В корпусе было сравнительно лучше, потому что у Буластихи бывал как свой человек и частенько загуливал с приятелями местный частный пристав: присутствие такой большой акулы не давало широкого хода в воды ее мелким щукам и головлям. И, тем не менее, решительно все женщины корпуса к числу своих постоянных платных гостей должны были волей-неволей приписать еще какого-либо постоянного же, бесплатного полицейского. Эта повинность была настолько неизбежна, что — дабы избавить свою фаворитку от худших притязаний и поползновений — Федосья Гавриловна сама поторопилась свести Марью Ивановну с помощником участкового пристава, молодым и относительно приличным человеком, который любил читать переводные романы, а потому уже не находил ни удовольствия, ни шика в том, чтобы ни с того ни с сего бить женщину по лицу, пока не потечет кровь, поливать ее из ночного горшка либо тушить на грудях ее тлеющую папиросу. К «хозяйкам» же без церемонии влезал в квартиры любой загулявший околоточный и — «моему ндраву не препятствуй!».
Все эти зверские и плутовские бабы, свирепые со своими воспитанницами, наглые с гостями, бесстрашные даже перед убийственными кулаками всегда готовых к преступлению жильцов, терялись в присутствии полицейского мундира до паники и расстилались перед ним, как трава под ветром, трепетные, трусливые, жалкие. И — Боже сохрани, если какая-нибудь строптивая или непривычная рабыня не умела достаточно угодить его благородию. Били ее потом смертным боем. «Полиция — выше всего!» было твердым убеждением и правилом в деле Буластихи. Уважь, ублажи полицию, — и тогда ничего не бойся. Идти против капризов и прихотей полиции считалось в аду этом дерзновением столько же невообразимым и преступным, как для какого-нибудь благочестивца-дервиша — отрицать судьбу и волю Аллаха.

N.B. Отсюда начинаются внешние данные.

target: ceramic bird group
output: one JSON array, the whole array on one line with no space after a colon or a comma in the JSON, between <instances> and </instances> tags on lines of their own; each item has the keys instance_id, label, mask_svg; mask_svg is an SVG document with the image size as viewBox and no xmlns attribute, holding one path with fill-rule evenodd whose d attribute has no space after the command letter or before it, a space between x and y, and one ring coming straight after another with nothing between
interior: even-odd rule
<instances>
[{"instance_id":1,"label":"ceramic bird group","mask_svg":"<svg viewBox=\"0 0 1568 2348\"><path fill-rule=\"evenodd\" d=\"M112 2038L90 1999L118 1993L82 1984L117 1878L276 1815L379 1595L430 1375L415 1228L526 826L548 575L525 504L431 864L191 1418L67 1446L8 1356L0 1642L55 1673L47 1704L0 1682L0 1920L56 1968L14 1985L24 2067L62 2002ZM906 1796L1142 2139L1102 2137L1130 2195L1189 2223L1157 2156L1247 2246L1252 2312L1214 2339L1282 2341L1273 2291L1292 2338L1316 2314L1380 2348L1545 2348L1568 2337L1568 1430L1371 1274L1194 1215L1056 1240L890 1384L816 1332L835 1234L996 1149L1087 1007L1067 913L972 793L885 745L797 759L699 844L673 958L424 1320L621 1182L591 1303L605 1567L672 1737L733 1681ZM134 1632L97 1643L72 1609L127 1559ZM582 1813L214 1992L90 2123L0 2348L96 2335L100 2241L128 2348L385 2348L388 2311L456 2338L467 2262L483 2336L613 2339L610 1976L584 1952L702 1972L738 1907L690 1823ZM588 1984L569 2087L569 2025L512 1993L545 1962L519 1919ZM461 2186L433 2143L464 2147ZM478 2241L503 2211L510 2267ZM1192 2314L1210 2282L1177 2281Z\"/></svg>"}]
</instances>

Конечно, тайная общая ненависть к полиции во всех вертепах была беспредельна, равняясь только ужасу пред нею же, как пред спрутом, — всеобъемлющим, чтобы высасывать соки из всего, что плывет навстречу. Нажить дело, способное еще увеличить органическую зависимость от полицейской паутины, почиталось величайшим бедствием и горем. Подвести дом под вмешательство полиции считали непорядочным даже самые буйные и своевольные женщины, даже такие сознательные и злобные ненавистницы своих хозяек, как Катерина Харитоновна.